Department of Neuropsychiatry, Okayama University Graduate School of Medicine, Dentistry and Pharmaceutical Sciences, Okayama, Japan.
Neuropathology. 2018 Feb;38(1):82-97. doi: 10.1111/neup.12429. Epub 2017 Sep 14.
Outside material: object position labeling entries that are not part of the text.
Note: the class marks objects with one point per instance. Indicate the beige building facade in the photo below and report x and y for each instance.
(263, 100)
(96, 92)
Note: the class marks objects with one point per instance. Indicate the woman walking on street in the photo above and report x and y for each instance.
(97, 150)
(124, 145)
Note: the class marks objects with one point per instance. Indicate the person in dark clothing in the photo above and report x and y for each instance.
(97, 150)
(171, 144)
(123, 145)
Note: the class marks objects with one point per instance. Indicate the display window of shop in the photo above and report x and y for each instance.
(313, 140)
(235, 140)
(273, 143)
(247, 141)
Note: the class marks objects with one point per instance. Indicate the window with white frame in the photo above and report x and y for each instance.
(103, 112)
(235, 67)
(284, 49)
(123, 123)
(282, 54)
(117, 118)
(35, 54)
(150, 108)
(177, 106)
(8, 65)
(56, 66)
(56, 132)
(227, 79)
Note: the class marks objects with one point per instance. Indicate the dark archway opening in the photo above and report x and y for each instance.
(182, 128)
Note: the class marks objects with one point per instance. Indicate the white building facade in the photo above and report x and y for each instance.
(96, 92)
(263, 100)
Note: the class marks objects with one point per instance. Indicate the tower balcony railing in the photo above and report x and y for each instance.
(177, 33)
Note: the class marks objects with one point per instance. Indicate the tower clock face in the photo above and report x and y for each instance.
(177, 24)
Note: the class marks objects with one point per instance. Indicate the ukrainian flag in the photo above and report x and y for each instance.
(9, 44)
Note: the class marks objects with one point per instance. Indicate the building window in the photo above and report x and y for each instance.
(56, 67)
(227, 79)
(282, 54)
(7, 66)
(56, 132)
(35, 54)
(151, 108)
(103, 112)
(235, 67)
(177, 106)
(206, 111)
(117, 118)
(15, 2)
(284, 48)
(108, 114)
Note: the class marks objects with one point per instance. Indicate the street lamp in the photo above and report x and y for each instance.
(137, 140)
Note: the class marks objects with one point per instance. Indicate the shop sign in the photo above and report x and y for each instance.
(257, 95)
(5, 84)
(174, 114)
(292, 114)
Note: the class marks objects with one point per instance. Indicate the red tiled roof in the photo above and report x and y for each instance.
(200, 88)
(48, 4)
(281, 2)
Argyrophilic grain disease (AGD) is a common four-repeat tauopathy in elderly people. While dementia is a major clinical picture of AGD, recent studies support the possibility that AGD may be a pathological base in some patients with mild cognitive impairment, late-onset psychosis, bipolar disorder and depression. AGD often coexists with various other degenerative changes. The frequency of AGD in progressive supranuclear palsy (PSP) cases was reported to range from 18.8% to 80%. The frequency of AGD in corticobasal degeneration (CBD) cases tends to be higher than that in PSP cases, ranging from 41.2% to 100%. Conversely, in our previous study of the frequencies of mild PSP and CBD pathologies in AGD cases, five of 20 AGD cases (25%) had a few Gallyas-positive tufted astrocytes, six cases (30%) had a few granular/fuzzy astrocytes, and one case (5.0%) had a few Gallyas-positive astrocytic plaques in the putamen, caudate nucleus and/or superior frontal gyrus. Both Gallyas-positive tufted astrocytes and Gallyas-negative tau-positive granular/fuzzy astrocytes preferentially developed in the putamen, caudate nucleus and superior frontal cortex in AGD cases, being consistent with the predilection sites of Gallyas-positive tufted astrocytes in PSP cases. Further, in AGD cases, the quantities of Gallyas-positive tufted astrocytes, overall tau-positive astrocytes, and tau-positive neurons in the subcortical nuclei and superior frontal cortex were significantly correlated with Saito AGD stage, respectively. The frequency of AGD in AD cases was reported to reach up to 25% when using four-repeat tau immunohistochemistry. Pretangles are essential pathologies in AGD; however, the Braak stage of three-repeat tau-positive NFTs, which may indicate mild AD pathology or primary age-related tauopathy, was not correlated with Saito AGD stage. Clinicians should be aware of the possibility that coexisting AGD may impact clinical and radiological features in cases of other degenerative diseases.
嗜银颗粒病(AGD)是老年人中常见的四重复tau蛋白病。虽然痴呆是AGD的主要临床表现,但最近的研究支持AGD可能是一些轻度认知障碍、迟发性精神病、双相情感障碍和抑郁症患者的病理基础这一可能性。AGD常与各种其他退行性改变共存。据报道,进行性核上性麻痹(PSP)病例中AGD的发生率在18.8%至80%之间。皮质基底节变性(CBD)病例中AGD的发生率往往高于PSP病例,在41.2%至100%之间。相反,在我们之前关于AGD病例中轻度PSP和CBD病理发生率的研究中,20例AGD病例中有5例(25%)有一些Gallyas阳性簇状星形胶质细胞,6例(30%)有一些颗粒状/模糊星形胶质细胞,1例(5.0%)在壳核、尾状核和/或额上回有一些Gallyas阳性星形胶质细胞斑块。在AGD病例中,Gallyas阳性簇状星形胶质细胞和Gallyas阴性tau阳性颗粒状/模糊星形胶质细胞均优先在壳核、尾状核和额上皮质中出现,这与PSP病例中Gallyas阳性簇状星形胶质细胞的好发部位一致。此外,在AGD病例中,皮质下核和额上皮质中Gallyas阳性簇状星形胶质细胞、总tau阳性星形胶质细胞和tau阳性神经元的数量分别与斋藤AGD分期显著相关。据报道,使用四重复tau免疫组织化学时,AD病例中AGD的发生率高达25%。前缠结是AGD的基本病理;然而,三重复tau阳性神经原纤维缠结(NFTs)的Braak分期,这可能表明轻度AD病理或原发性年龄相关性tau蛋白病,与斋藤AGD分期无关。临床医生应意识到共存的AGD可能会影响其他退行性疾病病例的临床和放射学特征。